Taxation & State Borrowing
  1. A new law will be brought in that forbids government from borrowing to pay for services (except in exceptional circumstances such as war).
  1. All annual spending will have to be met through equivalent revenue raised through excise and taxation.
  1. A commitment to pay off the total national debt in 25 years, thus creating a better and more prosperous society for the next generation.
  1. To meet this commitment, a surplus of revenue over spending will, therefore, have to occur every year.
  1. Corporation Tax to be abolished - companies shouldn’t be punished for being successful, but instead encouraged to re-invest their profits.
  1. However, the taxation on any profits moved out of the company - in the form of dividends etc. - will be very heavily taxed, at a rate starting at 75%.
  1. The socially useless Stock Exchange culture of rapid share transactions will be punitively taxed. Stocks and shares should only be bought as long term investments, and used as means for helping businesses to grow and expand.
  1. There will a sliding scale of taxation on stocks & shares capital gains depending on how long the shares have been held. This will encourage private equity organisations, hedge funds etc. to hold stock for several years, so that when they come to sell taxation rate will be far less.

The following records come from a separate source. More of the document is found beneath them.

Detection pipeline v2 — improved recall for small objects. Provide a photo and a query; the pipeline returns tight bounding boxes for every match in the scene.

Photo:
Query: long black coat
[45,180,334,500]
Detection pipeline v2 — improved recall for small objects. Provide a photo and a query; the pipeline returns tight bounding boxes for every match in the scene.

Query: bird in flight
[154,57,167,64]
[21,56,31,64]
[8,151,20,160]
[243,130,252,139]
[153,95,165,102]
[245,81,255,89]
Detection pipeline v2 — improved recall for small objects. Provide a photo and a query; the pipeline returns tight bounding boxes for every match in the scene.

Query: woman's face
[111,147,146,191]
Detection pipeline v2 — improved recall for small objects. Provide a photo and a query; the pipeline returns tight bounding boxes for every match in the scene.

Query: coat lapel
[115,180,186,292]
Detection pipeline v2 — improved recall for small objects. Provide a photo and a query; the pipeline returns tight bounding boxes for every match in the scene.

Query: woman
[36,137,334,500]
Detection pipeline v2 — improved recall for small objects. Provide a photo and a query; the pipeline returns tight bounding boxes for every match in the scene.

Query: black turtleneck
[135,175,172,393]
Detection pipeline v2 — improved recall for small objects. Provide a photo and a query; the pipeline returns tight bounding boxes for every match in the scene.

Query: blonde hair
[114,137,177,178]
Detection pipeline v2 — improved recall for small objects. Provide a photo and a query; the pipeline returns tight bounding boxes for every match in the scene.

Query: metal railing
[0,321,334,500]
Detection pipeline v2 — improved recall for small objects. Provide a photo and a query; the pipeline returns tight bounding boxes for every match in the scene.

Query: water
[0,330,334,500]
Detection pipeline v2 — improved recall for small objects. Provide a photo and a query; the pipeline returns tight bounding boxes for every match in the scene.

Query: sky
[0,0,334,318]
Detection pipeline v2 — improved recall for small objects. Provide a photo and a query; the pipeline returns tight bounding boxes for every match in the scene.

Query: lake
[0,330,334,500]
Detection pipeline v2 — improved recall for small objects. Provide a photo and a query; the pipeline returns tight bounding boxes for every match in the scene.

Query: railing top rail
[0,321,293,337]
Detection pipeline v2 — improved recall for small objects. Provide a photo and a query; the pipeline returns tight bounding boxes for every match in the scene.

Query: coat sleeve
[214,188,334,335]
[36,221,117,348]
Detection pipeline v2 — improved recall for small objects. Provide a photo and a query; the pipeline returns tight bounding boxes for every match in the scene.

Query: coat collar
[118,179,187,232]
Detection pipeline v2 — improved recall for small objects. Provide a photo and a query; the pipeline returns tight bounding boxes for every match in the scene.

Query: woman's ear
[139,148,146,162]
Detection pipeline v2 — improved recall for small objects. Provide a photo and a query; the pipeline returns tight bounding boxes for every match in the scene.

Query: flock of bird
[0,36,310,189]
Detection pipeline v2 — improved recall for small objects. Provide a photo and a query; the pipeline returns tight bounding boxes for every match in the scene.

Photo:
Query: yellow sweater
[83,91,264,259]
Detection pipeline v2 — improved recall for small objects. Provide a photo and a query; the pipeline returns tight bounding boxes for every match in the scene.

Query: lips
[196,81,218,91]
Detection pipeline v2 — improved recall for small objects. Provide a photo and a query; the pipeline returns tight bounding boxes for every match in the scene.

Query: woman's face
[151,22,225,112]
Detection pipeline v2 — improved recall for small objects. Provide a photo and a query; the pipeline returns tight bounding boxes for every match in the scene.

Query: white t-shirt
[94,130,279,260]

  1. Traders who buy and sell shares within 48hours will be taxed at a 98% on any capital gains.
  1. Individuals too will be encouraged to buy shares as a long term investment, and get involved in the running of the company - including scrutinising the directors.
  1. All large investors such as pension and insurance funds will be told that they have to be ‘activist investors’, attending all AGMs, and scrutinise the board of directors.